I made a compound of 5 tetrahedra out of pool noodles. Noodles are 55" (about 4.5 feet) long with a 2 3/8" diameter. I cut them in half these give a Length/Diameter ratio of 11.5789, which worked out well. I describe the whole process at Pool Noodle Spikey.
I'm using less than half the box, though. For each of the five colors, I'm only using six noodles, each cut in half, to make two 5-tetra compounds. I'm also using 40 connectors. There is a lot of foam friction holding this together now, so a few connectors could be removed. If I hadn't cut these in half and let the noodles extend past each other, I could have used 4 pieces of rope to secure one tetrahedron, and the rest would stay together with friction.

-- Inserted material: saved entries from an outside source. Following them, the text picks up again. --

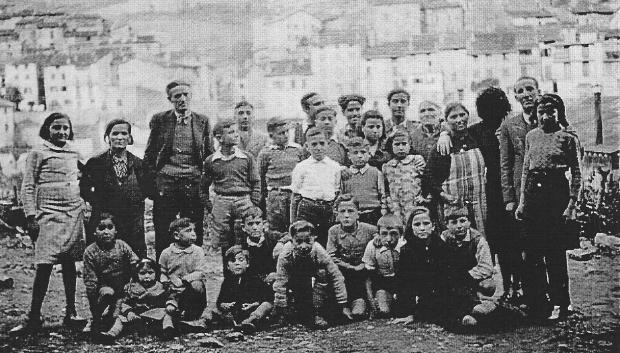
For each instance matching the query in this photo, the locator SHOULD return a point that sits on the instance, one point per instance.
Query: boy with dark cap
(301, 260)
(464, 280)
(276, 163)
(244, 299)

QUESTION -- with a box of 35 pool noodles, what is the most interesting stable mathematical structure that can be built, with the fewest connectors? It's possible to have seven touching cylinders. How many bendy pool noodles can be forced to touch? How many of the 31 great circles can be managed? What are good alternates to 72 pencils? Do Kostick stars work with noodles?
MOTIVATION -- This is intended as a math for kids project. The structure you suggest must be buildable with actual pool noodles. You can use any connectors suitable for a kids project. Cutting noodles is fine (I did it).